Mais de l’autre côté, la première fois que j’ai été sollicité, je l’ai été par un des acteurs principaux de la réforme des programmes, au moment exact où celle-ci suscitait de très fortes critiques dans la communauté des enseignants de sciences économiques et sociales et au-delà (voir plusieurs billets d’Agora sur ce sujet), critiques auxquelles j’avais toutes les raisons d’adhérer. Choisir à ce moment-là de répondre à cette sollicitation, dans cet état du rapport de forces, c’était choisir un camp contraire à celui qui était en cohérence avec mes opinions dans ce débat. J’avais donc pris le parti, comme je l’avais écrit au début de l’année, « non pas de refuser d’enseigner ce que je sais, mais de refuser de le faire à cette occasion, maintenant », autrement dit j’avais pris le parti de partager avec l’écrasante majorité de mes collègues cette opposition au nouveau programme.

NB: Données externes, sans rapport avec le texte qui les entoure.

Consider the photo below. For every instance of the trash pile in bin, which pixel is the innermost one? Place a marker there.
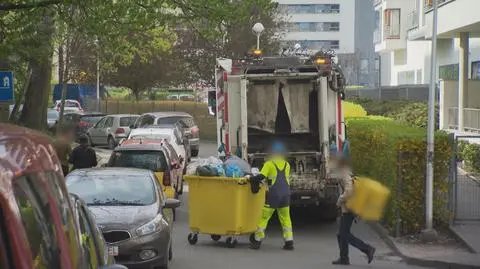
(233, 167)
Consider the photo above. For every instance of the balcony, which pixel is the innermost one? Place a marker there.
(412, 20)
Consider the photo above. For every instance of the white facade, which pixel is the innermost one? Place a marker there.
(320, 23)
(405, 59)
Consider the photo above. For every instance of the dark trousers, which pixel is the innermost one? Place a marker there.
(346, 238)
(65, 170)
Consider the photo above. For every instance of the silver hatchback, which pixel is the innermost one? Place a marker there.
(111, 129)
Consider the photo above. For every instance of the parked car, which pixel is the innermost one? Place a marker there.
(52, 118)
(82, 121)
(70, 105)
(132, 212)
(161, 132)
(186, 120)
(37, 224)
(151, 155)
(95, 249)
(111, 129)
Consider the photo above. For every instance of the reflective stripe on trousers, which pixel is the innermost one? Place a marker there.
(284, 218)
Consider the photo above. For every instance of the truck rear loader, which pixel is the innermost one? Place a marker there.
(294, 99)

La question se pose désormais de façon différente : la communauté des SES semble s’être orientée dans la voie du « contournement » plutôt que du refus, avec notamment la mise en place de SESâme, un manuel alternatif pour la classe de première, développé sous l’égide de l’Association des professeurs de sciences économiques et sociales (APSES). Le moment est donc certainement venu, comme m’y invitaient du reste certains des commentaires du billet de janvier dernier, de ne plus refuser de dire comment il faudrait, à mon sens, enseigner la question des « réseaux sociaux » aux élèves de lycée. J’ai donc accepté l’invitation, lancée par Jean Fleury, inspecteur académique de sciences économiques et sociales de l’académie de Lyon, de venir m’en expliquer lors de la journée de rentrée des professeurs de SES, le lundi 17 novembre dernier.

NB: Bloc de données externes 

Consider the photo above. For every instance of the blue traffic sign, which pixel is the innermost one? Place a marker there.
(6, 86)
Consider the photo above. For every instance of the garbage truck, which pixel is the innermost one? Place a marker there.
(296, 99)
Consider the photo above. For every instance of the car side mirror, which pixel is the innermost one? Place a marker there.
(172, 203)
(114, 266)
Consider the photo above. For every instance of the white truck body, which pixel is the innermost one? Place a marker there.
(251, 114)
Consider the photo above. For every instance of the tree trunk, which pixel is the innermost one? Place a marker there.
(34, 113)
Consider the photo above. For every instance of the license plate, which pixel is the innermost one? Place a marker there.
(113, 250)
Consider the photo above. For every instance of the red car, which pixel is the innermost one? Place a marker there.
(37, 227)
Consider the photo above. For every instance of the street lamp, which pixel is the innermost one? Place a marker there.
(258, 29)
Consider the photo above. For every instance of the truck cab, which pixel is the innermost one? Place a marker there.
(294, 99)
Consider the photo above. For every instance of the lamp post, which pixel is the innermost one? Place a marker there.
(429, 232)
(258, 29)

Comme la vidéo de l’intégralité de cette intervention est visible en ligne (et le powerpoint est également disponible ici), je ne vais pas reprendre ci-dessous de façon détaillée, la totalité de mon propos, qui est en bonne partie aussi consacré à une présentation aussi synthétique que possible des principes théoriques et méthodologiques de l’analyse des réseaux. Mais je voudrais tout de même d’une part insister sur la façon dont cette question devrait à mon sens être traitée à l’intérieur de l’ensemble de la formation des élèves de lycée aux sciences sociales, en partie contre l’esprit et la lettre des nouveaux programme ; et je voudrais d’autre part prolonger mon intervention par quelques suggestions de travaux dirigés et d’exercices sur les réseaux sociaux (pour reprendre le sous-titre du passionnant ouvrage sur ces questions coordonné par Maurizio Gribaudi en 1998), que je n’ai pas eu le temps de présenter à l’oral.
Réseaux sociaux ET stratification sociale
Partons de l’idée que l’analyse des réseaux peut être considérée comme un ensemble de méthodes, de concepts, de théories, de modèles et d’enquêtes, mis en œuvre en sociologie comme dans d’autres disciplines des sciences sociales (histoire, anthropologie, psychologie sociale, économie…), et qui consistent à prendre pour objets d’étude non pas les attributs des individus, mais les relations entre les individus et les régularités structurales qu’elles présentent, pour les décrire, rendre compte de leur formation et de leurs transformations, et analyser leurs effets sur les comportements individuels.
Dans ce cas, il est possible d’y voir le principe d’un déplacement du regard du sociologue, des individus et de leurs attributs vers les relations qu’ils entretiennent entre eux, vers la façon dont les formes qu’elles prennent modèlent les comportements individuels, et vers la façon dont ces comportements contribuent en retour à modeler les structures sociales. Or, le nouveau programme de première présente la question des réseaux sociaux de façon très différente, comme je l’indiquais déjà dans le billet de janvier : en se demandant « comment les réseaux sociaux fonctionnent », et en demandant aux professeurs de « montrer que les réseaux sociaux constituent une forme spécifique de coordination entre acteurs » (voir le programme), il en promeut une conception réaliste, qui réduit peu ou prou le problème à celui du « capital social », loin de la position constructionniste et analytique qui est pourtant dominante dans la sociologie des réseaux.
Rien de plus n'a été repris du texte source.